Nigerian Anglicans Rebuke Election of Lesbian Archbishop of Wales

The Church of Nigeria (Anglican Communion) has formally disapproved of the recent election of the Right Reverend Cherry Vann, an openly lesbian priest, as Archbishop of Wales, terming it as being against biblical teachings and contrary to the unity of the global Anglican Communion.

In a strongly worded Monday statement issued by the Primate of the Church, Most Rev. Henry Ndukuba, the Nigerian Anglican Church reaffirmed its opposition to what it refers to as “the normalization of same-sex relationships within the Church” and condemned the appointment as “a tragic departure from the clear teachings of Scripture.”

“We cannot walk alongside churches that have made the decision to bend God’s word to fit contemporary liberal agendas. The election of a lesbian bishop as Archbishop is a profound offense to the orthodox faith passed down by the apostles,” the statement stated.

Archbishop Vann, who is Bishop of Monmouth since 2020, was elected last week by the Church in Wales.

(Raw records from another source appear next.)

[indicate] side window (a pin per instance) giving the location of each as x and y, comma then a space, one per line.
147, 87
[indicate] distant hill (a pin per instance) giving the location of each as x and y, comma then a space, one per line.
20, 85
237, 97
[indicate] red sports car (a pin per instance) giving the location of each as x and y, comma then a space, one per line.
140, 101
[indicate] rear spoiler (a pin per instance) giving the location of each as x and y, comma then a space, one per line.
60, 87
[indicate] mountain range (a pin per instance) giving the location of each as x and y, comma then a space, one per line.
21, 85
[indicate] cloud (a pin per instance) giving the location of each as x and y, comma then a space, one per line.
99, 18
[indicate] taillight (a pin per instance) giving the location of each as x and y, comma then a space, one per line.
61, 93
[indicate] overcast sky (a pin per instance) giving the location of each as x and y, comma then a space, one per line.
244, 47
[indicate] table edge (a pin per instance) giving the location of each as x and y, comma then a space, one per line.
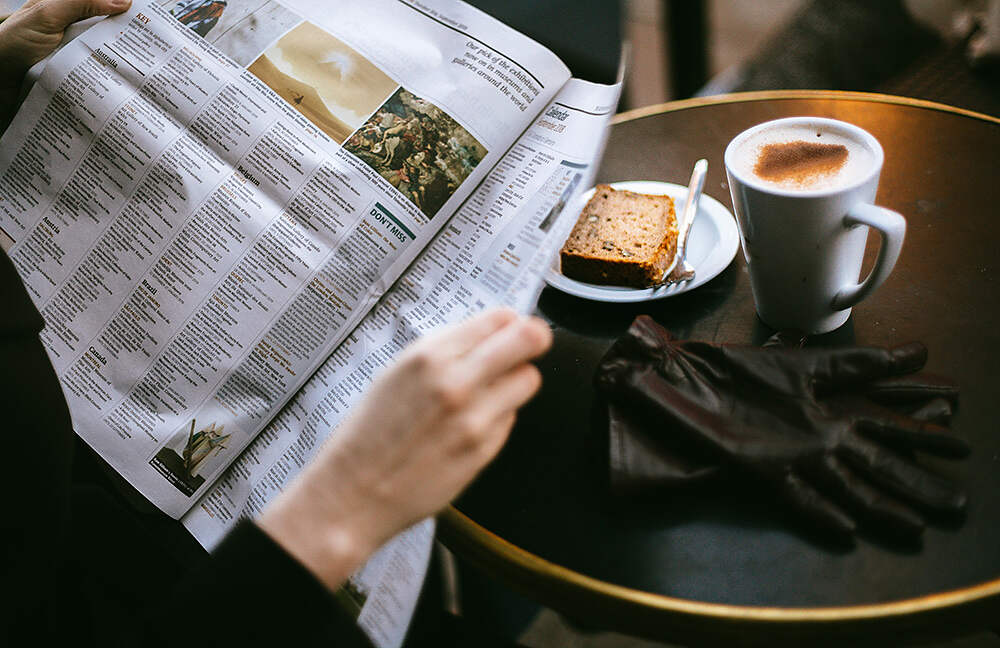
770, 95
467, 537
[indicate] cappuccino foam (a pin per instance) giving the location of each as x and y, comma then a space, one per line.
803, 158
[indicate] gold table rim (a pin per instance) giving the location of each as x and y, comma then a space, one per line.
456, 522
770, 95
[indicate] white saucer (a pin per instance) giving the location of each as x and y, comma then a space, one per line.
713, 244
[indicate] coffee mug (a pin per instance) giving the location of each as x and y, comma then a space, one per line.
803, 190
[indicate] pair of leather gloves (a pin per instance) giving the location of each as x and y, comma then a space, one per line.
831, 430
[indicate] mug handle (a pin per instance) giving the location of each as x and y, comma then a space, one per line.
892, 227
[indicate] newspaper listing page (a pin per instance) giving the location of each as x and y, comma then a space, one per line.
205, 198
493, 251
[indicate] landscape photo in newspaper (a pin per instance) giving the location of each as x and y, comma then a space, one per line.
326, 80
240, 28
421, 150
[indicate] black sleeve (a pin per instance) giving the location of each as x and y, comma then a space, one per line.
251, 592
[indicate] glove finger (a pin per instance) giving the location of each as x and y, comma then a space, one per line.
938, 410
896, 429
901, 477
833, 369
786, 339
816, 508
881, 509
912, 388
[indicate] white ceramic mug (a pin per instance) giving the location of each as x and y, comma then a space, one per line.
804, 247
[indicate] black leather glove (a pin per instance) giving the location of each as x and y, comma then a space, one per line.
825, 427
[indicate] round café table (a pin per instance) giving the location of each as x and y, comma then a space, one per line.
724, 562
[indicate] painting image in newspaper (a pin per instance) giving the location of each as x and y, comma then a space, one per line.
421, 150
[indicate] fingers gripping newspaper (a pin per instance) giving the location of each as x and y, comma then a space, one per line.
233, 214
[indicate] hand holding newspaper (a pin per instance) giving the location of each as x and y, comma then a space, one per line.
232, 215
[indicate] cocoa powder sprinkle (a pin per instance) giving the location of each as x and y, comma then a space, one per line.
799, 162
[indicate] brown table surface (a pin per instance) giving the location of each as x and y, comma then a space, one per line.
723, 562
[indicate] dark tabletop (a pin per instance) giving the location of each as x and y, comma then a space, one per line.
541, 515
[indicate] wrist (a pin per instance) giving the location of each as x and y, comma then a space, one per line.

She is the first female and first gay cleric to be installed as Archbishop in the Welsh province.

While the appointment has been greeted in some quarters of the Anglican world as a gesture of welcome and progression, it has renewed tension between liberal Western provinces and conservative churches in Africa, Asia, and Latin America — a divide that was breached twenty years ago with the ordination of openly gay bishops in North America.

Nigeria, home to one of the largest and strongest Anglican provinces, has taken a leading role in the Global South’s resistance to what it sees as the degeneration of the Church in the West both in doctrine and morals.

The Church of Nigeria affirmed that it stands in solidarity with the Global Anglican Future Conference (GAFCON), a movement committed to preserving traditional Christian orthodoxy on marriage and sexuality. The Church also issued a warning that further provocations by liberal Anglican provinces would lead to an even more conclusive split in global Anglicanism.

Efforts at bridging the growing gap in the Anglican Communion have so far seen limited success. Onlookers now fear that such controversies will continue to split up one of the world’s biggest and oldest Christian world bodies.

As disputes regarding inclusion, sexuality, and biblical authority continue to test the Anglican Communion to its limits of cohesion, the query is whether the Communion can survive its more divergent paths.